Primal Jaimal rocks hard for happiness.
Thursday, September 23, 2004
While servers at The Fish Hopper Restaurant rush about, Jaimal Lovitt, frontman for the Santa Cruz rock trio Primal Jaimal, sings the lyrics to a handful of his band’s songs, including “Shit” and “Hole in My Head,” over lunch. At times he adds a little air guitar.
A middle-aged tourist couple wanders over and asks what’s going on at our table. We reply that Lovitt is a musician, and I am interviewing him for an article.
“We just had to ask,” the man says.
“He’s very enthusiastic,” the lady says, before the two walk off with big smiles on their faces.
While onstage, Lovitt is very enthusiastic too. At a recent Lava Lounge gig, where his band was competing in the Monterey Battle of the Bands, he played a Hendrix-style “Star Spangled Banner” before launching into an original called “She’s My Baby.” Most of the people in the club were present to support local rockers Plaster and Bullettooth. Lovitt seemed oblivious to this fact and played his guitar with his teeth.
Wearing an orange vest over his bare chest and sporting a large, metal cross, Lovitt played an impressive guitar solo while his bandmates—drummer Jake McCuen and bassist Sean Thyer—kept their heads down and the song on track.
Lovitt casually introduces a tune by saying “this is a song about drugs.” Later, at the Fish Hopper, he explains that it’s an anti-drug song. Lovitt says that at one time a handful of his friends were caught in the downward spiral of drug abuse. Lovitt, also a classical pianist, says that he was an alcoholic when he started to play guitar in 1998.

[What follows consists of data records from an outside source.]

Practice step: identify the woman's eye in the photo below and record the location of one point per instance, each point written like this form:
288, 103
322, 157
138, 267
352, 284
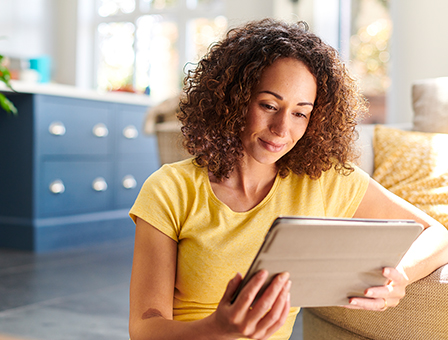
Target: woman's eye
268, 107
298, 114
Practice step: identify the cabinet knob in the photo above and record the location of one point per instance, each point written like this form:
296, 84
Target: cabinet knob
130, 132
57, 128
129, 182
100, 130
57, 187
99, 184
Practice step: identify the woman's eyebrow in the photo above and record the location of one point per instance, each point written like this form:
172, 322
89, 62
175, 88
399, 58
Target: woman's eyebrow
276, 95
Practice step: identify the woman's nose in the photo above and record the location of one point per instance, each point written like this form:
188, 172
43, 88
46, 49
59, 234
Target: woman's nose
279, 124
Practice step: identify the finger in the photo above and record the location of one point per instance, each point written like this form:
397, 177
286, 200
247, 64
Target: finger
395, 275
281, 319
269, 297
376, 304
276, 312
232, 286
249, 292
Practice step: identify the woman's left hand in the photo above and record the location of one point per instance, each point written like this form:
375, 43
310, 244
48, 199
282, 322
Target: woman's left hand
382, 297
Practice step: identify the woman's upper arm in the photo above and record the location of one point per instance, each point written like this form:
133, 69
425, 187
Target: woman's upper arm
380, 203
153, 274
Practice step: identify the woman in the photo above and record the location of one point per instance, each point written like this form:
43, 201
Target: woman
269, 117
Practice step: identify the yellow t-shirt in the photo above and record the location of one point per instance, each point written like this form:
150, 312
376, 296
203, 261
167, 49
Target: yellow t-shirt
214, 242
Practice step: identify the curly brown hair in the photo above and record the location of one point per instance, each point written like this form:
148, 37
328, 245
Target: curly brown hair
218, 92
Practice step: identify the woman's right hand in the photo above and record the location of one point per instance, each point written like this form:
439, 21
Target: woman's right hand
264, 318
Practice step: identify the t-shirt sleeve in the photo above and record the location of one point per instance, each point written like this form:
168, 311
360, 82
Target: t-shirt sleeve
342, 194
160, 202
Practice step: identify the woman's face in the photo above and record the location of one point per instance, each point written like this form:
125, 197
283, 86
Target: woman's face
279, 111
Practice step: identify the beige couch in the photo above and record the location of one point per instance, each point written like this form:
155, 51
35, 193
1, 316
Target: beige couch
423, 312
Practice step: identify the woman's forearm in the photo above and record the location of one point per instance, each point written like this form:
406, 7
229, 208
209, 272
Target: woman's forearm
159, 328
428, 252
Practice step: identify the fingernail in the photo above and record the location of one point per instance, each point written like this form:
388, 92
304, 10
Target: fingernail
283, 276
262, 274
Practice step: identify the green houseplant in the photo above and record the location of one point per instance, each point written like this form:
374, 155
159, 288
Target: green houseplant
5, 77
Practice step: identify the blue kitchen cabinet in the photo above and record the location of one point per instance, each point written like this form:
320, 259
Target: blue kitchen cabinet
70, 169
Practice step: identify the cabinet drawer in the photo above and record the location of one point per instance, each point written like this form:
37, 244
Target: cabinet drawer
74, 187
73, 127
130, 177
130, 136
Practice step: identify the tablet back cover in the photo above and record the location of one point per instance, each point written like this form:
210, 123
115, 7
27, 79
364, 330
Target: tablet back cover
331, 260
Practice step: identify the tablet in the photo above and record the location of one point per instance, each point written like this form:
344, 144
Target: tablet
331, 259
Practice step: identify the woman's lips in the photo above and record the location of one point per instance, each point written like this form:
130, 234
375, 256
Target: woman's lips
272, 147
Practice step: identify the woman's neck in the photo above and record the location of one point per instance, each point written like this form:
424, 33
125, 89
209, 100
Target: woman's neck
246, 186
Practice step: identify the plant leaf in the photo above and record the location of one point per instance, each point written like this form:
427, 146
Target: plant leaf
6, 104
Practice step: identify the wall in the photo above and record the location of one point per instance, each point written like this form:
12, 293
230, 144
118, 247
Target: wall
26, 27
419, 50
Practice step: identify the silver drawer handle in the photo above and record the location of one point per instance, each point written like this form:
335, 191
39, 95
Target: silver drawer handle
129, 182
57, 187
99, 184
100, 130
130, 132
57, 128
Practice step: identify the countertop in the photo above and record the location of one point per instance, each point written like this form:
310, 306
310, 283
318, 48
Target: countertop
75, 92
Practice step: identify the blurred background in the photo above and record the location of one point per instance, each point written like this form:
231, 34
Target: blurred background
145, 46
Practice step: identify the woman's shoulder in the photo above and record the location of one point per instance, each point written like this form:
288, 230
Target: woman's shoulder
181, 173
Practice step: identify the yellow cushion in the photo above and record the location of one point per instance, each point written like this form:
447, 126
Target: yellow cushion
414, 166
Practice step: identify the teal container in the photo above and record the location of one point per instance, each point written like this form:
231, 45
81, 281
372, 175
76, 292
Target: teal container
43, 66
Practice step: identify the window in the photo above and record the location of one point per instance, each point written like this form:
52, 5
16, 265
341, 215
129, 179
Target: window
143, 45
371, 29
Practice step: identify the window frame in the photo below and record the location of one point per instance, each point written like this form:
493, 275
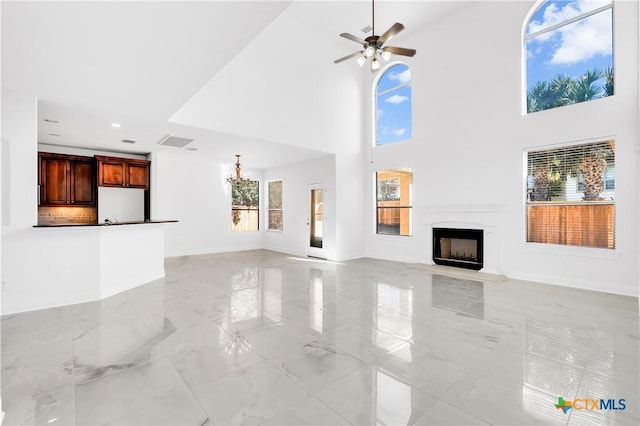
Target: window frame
374, 96
408, 205
270, 209
565, 229
526, 37
244, 208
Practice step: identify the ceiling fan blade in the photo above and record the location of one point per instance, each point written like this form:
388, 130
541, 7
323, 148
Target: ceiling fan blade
353, 38
349, 56
400, 51
393, 30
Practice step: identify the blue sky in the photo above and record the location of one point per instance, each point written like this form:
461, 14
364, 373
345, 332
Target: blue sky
394, 105
571, 49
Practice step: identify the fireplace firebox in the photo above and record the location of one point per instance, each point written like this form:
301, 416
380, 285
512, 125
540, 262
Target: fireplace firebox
458, 247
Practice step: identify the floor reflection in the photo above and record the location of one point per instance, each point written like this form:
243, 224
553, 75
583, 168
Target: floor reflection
260, 338
465, 297
316, 299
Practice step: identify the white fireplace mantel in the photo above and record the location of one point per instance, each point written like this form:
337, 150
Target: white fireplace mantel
487, 217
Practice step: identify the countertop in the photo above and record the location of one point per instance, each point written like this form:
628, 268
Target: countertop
75, 225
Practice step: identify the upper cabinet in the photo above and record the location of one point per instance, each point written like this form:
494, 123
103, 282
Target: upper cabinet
67, 180
123, 172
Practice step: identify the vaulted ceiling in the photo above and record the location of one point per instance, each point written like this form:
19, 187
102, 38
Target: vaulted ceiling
236, 76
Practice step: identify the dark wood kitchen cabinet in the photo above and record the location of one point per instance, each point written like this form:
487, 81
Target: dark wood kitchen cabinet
123, 172
67, 180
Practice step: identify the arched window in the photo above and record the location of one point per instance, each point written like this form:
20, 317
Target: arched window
393, 105
569, 53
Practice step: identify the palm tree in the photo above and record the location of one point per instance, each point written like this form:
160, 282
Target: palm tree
584, 88
566, 90
608, 81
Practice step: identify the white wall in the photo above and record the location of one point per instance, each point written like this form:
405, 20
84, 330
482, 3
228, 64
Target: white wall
296, 178
470, 136
191, 188
45, 267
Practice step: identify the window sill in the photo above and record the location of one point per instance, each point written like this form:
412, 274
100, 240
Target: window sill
577, 251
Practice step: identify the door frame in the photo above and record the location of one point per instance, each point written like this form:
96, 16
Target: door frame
315, 251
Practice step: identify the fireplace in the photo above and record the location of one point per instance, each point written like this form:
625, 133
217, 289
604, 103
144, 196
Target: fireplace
462, 248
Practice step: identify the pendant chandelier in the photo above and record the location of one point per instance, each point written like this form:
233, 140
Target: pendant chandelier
237, 177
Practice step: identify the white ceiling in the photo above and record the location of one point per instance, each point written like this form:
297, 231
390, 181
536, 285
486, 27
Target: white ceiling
138, 63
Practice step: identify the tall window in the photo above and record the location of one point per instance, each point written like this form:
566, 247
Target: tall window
245, 205
569, 53
571, 195
393, 105
275, 205
394, 201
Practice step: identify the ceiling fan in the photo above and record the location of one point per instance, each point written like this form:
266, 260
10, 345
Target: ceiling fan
373, 46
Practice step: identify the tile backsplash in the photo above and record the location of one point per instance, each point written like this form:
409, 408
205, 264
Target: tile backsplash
67, 215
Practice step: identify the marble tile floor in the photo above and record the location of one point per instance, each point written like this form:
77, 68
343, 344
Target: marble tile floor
260, 337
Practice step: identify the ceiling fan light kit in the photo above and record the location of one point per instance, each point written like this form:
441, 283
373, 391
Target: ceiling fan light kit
374, 48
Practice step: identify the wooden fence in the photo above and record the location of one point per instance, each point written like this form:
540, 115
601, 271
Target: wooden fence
588, 224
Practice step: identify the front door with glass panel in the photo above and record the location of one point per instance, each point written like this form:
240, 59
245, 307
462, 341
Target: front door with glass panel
315, 221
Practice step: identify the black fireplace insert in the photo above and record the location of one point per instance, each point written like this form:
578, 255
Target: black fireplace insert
462, 248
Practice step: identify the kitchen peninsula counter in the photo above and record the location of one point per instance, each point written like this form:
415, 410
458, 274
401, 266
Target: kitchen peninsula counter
83, 263
76, 225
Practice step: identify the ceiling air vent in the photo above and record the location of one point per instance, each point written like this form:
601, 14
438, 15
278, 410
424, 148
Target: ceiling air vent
175, 141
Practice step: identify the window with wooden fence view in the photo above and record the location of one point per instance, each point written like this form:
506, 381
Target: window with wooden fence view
244, 205
571, 195
393, 201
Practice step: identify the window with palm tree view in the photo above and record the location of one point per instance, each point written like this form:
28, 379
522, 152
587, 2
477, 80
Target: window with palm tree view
393, 105
275, 205
245, 205
569, 53
571, 195
394, 201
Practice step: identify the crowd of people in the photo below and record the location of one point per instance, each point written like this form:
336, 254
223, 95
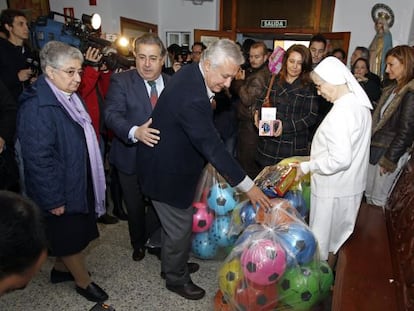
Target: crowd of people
72, 126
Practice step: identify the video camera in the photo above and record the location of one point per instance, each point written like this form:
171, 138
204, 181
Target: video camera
80, 35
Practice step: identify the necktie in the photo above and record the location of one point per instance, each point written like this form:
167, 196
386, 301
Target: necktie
153, 93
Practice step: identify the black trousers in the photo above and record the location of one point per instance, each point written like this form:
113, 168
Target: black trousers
176, 242
142, 221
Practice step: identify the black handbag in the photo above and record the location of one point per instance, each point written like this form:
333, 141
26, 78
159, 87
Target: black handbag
375, 154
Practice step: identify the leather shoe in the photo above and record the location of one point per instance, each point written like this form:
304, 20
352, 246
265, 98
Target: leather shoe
138, 254
120, 214
93, 293
57, 276
192, 268
188, 291
107, 219
156, 251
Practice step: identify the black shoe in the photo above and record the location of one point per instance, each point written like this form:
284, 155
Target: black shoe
156, 251
57, 276
188, 291
93, 293
138, 254
107, 219
192, 268
119, 212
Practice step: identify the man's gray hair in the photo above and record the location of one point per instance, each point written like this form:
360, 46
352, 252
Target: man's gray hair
221, 50
56, 54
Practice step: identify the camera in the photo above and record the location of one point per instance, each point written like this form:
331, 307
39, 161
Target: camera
80, 35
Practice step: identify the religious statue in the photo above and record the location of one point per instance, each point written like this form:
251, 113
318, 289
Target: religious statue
382, 42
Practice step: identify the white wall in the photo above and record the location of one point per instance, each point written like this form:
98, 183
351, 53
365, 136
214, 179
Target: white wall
183, 15
355, 16
169, 15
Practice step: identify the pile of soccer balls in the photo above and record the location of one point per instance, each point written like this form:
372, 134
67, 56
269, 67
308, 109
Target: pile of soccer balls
212, 220
274, 265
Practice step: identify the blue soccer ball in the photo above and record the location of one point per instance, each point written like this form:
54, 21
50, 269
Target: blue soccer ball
299, 243
222, 198
203, 246
296, 199
219, 231
248, 214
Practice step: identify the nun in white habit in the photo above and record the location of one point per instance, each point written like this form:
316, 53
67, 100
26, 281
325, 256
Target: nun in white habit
339, 157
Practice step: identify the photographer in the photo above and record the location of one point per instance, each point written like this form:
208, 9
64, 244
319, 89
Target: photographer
180, 56
16, 59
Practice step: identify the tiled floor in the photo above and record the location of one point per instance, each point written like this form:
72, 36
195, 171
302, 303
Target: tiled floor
130, 285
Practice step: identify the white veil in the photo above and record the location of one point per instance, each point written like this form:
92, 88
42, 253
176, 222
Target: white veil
333, 71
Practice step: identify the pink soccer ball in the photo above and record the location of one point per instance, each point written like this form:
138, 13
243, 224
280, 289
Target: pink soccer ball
264, 261
203, 217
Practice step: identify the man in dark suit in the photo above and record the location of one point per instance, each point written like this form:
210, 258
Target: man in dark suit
127, 114
169, 172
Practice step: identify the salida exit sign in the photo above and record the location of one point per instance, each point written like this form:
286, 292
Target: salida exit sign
273, 23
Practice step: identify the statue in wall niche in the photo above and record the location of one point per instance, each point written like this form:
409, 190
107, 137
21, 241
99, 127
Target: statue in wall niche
383, 18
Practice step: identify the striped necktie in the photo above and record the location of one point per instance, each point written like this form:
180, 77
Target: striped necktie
153, 93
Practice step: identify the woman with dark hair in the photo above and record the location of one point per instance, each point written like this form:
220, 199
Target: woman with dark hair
23, 244
293, 95
392, 126
368, 81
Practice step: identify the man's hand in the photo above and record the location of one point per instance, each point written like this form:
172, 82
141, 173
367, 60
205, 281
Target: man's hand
147, 134
58, 211
94, 56
24, 74
299, 172
279, 129
257, 196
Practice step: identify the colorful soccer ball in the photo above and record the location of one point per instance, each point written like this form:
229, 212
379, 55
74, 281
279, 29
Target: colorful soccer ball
299, 288
219, 231
280, 213
295, 197
203, 246
202, 218
263, 261
220, 302
248, 214
255, 297
299, 243
222, 198
230, 274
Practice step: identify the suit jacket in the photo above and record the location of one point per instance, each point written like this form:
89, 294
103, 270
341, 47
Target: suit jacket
127, 104
170, 171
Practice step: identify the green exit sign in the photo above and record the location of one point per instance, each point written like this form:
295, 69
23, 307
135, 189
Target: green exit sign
273, 23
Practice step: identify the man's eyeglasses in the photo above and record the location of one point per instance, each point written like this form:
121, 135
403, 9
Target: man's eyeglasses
71, 72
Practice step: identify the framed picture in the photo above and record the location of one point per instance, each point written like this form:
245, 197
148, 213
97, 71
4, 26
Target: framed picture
32, 8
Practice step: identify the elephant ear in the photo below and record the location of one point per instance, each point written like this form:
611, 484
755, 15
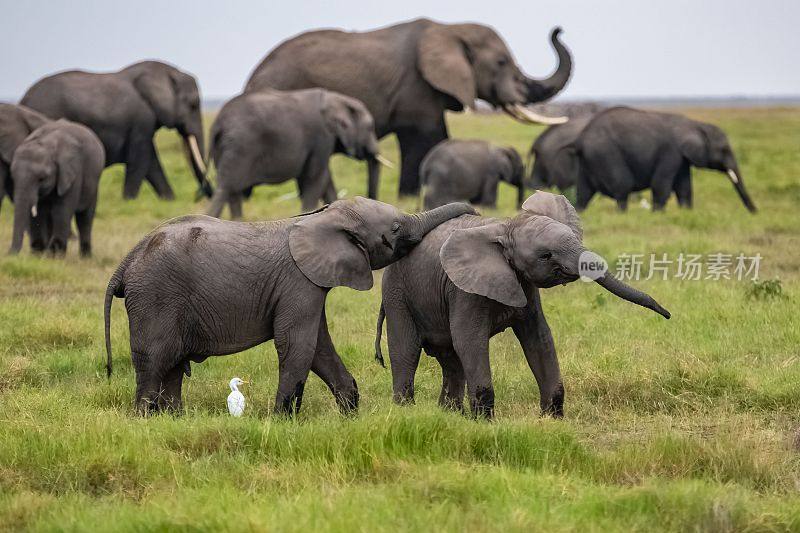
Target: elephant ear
557, 207
68, 161
328, 253
341, 121
694, 146
473, 259
157, 87
442, 60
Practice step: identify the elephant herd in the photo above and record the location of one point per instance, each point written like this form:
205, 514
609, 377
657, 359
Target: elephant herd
453, 278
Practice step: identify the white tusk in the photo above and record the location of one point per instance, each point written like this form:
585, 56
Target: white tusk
198, 158
383, 161
537, 118
287, 196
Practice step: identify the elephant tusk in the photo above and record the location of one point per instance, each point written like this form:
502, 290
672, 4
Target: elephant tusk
530, 116
198, 158
383, 161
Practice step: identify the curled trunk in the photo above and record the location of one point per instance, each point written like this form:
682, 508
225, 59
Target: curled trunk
541, 90
418, 225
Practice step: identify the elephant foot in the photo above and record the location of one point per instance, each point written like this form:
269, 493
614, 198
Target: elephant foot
482, 403
348, 400
555, 406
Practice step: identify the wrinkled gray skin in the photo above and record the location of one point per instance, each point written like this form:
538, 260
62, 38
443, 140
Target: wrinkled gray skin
473, 277
197, 287
125, 109
553, 155
55, 172
16, 123
274, 136
624, 150
470, 171
408, 74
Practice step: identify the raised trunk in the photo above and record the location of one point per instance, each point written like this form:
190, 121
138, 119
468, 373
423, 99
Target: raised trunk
541, 90
626, 292
373, 177
736, 179
418, 225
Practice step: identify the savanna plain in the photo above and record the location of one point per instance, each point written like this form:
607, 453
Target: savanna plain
689, 424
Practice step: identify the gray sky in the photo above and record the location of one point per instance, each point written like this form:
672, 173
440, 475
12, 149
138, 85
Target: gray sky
621, 48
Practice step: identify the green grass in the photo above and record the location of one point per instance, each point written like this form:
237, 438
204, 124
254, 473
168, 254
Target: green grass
683, 425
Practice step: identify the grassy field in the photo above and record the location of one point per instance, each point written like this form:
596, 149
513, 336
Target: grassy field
687, 424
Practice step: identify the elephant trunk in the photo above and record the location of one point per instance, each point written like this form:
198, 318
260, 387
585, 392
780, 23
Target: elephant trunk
626, 292
373, 177
418, 225
541, 90
193, 145
24, 210
736, 179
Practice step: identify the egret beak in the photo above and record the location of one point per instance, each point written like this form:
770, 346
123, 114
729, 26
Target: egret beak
383, 161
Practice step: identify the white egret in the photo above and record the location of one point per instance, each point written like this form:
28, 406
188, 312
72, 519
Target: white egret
235, 398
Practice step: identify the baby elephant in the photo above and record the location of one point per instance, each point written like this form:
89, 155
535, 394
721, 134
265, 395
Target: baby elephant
55, 173
458, 170
274, 136
472, 278
198, 286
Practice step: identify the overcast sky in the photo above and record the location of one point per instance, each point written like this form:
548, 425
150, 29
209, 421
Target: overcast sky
621, 48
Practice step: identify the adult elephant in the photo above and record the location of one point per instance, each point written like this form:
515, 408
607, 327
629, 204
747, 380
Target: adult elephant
553, 155
624, 150
16, 123
409, 74
125, 109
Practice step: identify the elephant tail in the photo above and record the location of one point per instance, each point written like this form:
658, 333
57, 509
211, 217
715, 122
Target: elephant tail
379, 333
115, 288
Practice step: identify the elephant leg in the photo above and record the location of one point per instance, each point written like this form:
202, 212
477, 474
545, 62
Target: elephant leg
330, 194
84, 221
469, 329
584, 194
296, 332
536, 340
314, 183
137, 163
217, 202
40, 230
663, 182
155, 176
235, 205
683, 186
169, 397
329, 367
414, 146
404, 350
61, 220
453, 382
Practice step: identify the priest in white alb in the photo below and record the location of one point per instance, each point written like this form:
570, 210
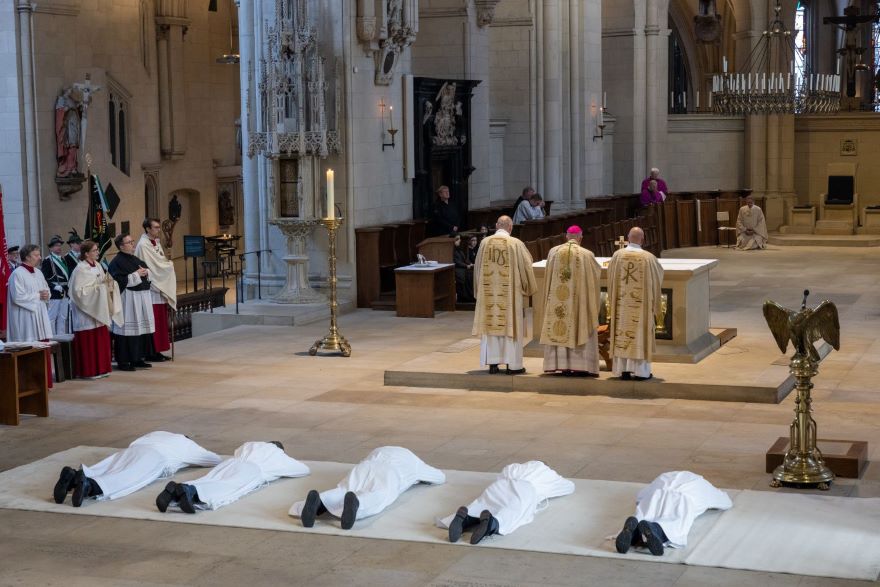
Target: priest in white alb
163, 285
511, 501
503, 279
253, 466
751, 228
97, 304
571, 298
150, 457
666, 510
28, 304
634, 279
371, 486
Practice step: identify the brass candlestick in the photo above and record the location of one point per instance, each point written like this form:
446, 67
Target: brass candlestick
803, 463
333, 341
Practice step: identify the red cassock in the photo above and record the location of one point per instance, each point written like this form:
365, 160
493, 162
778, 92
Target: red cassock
91, 350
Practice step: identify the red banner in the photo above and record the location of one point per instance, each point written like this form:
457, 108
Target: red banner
4, 267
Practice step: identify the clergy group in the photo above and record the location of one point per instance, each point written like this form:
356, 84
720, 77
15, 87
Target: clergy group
504, 278
107, 311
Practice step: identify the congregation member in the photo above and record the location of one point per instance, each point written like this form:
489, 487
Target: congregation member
751, 228
510, 502
503, 278
666, 510
571, 301
57, 275
654, 189
97, 304
445, 219
150, 457
163, 285
27, 302
72, 258
133, 341
371, 486
634, 280
253, 466
531, 209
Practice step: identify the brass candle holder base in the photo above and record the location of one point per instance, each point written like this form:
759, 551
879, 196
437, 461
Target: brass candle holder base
333, 341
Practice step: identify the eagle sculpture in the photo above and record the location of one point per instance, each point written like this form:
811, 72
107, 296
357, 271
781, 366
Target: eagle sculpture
804, 327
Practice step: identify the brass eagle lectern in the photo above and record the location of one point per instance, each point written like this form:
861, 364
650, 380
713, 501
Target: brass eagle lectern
803, 463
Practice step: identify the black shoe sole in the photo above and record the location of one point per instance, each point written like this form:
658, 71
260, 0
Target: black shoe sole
349, 510
64, 484
456, 526
168, 495
625, 538
655, 545
310, 509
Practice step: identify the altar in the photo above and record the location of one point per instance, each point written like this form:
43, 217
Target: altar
683, 334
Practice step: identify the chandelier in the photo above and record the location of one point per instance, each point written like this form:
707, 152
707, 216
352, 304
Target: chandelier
757, 90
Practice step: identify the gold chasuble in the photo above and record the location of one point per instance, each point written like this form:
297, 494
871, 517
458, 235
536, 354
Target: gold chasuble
502, 276
571, 294
634, 277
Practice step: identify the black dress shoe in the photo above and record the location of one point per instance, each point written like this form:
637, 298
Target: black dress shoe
625, 538
312, 508
64, 484
350, 506
187, 497
653, 535
487, 526
168, 495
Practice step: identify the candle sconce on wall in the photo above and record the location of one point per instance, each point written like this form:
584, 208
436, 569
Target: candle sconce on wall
390, 129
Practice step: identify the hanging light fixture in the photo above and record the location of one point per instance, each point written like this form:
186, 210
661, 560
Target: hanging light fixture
759, 90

To illustrate, Lovitt pulls out his driver’s license, where he looks like a stocky jock with a shaved head. The talented musician, currently a skinny, tall bundle of upbeat energy with long, dark hair, describes the bad times when his group formed. “The chick left me,” he says. “The dog died. The truck broke down.”
But now Lovitt is clean and sober and focused on his music. He says Primal Jaimal is about steering people from negative influences towards happiness. “If people are meant to have a good time, then we should be famous,” he says.
Primal Jaimal will soon release its debut CD, Kick ‘Em in the Nuts. A rough mix shows a promising combination of Misfits-style primitive punk and virtuoso guitar work.
After lunch, Lovitt drops me off in front of the Weekly’s office. Before leaving he has some advice for me. “Screw the negativity,” he says with a big smile on his face. “Kick ‘em in the nuts, man.” While he pulls away, it is impossible not to smile.